MS (slide 3): what’s the number of effective samples?
CC: for 10 ns windows, they’re on the order of a few thousand samples
MS: this doesn’t look good. You should be able to do better. It’s worth running for longer
DM: worried about overlap between windows (slide 1)
MS: looks low but not ridiculous
CC: can make force constant less strong
MS: agree that sounds like a good idea; should reduce the noise
DM: the issue is presumably a low number of uncorrelated samples in the overlap regions.
MS: should have relatively low bias but high noise.
DM: *circles between left-most pink and yellow lines on rep 2 of slide 1*, to point out that the overlap looks very small. Making the tail overlaps twice as wide will increase accuracy more than linearly.
MS: with 2k effective samples, my instinct is you should be able to predict pretty well. Suggest you run with wider bins and redo analysis, and guessing there will be a clear error.
DM: I would be more concerned about effective samples in overlap region.
MS: aiming for at least 5% overlap at absolute minimum. You don’t need as much overlap as you need for sampling.
DM: 5% is important, but also need a high number for overall samples too.
(slide 11):
MS: Pink pred/obs look ok… green looks pretty bad.
MG: my recollection is that the overlaps for the protein fits are similar to butane.

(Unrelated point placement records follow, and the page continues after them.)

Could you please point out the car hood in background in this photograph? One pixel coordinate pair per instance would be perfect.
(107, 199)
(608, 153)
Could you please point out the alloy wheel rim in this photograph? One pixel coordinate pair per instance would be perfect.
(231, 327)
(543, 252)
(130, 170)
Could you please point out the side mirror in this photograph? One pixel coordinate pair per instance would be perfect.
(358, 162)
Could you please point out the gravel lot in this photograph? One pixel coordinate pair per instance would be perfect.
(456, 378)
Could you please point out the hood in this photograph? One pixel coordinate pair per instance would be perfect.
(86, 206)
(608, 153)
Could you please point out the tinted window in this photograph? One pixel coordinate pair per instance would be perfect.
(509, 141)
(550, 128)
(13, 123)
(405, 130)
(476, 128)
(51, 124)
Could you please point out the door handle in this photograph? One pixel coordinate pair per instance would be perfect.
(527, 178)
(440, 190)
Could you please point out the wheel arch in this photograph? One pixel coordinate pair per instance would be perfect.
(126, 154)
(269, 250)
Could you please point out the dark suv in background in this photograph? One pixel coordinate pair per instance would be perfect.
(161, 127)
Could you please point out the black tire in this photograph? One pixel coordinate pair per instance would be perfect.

(CC shows histograms for GB3, Null OPC3).
MS: they’re not amazing but not as bad. We should look at the overlap matrix from pymbar/alchemlyb. MBAR.overlap should do it.
CC: and multiply by total number of effective samples?
MS: yes, plain matrix is nice too.
MS: also think replica-exchange could improve sampling. But would prioritise butane first to make sure there’s not an error somewhere.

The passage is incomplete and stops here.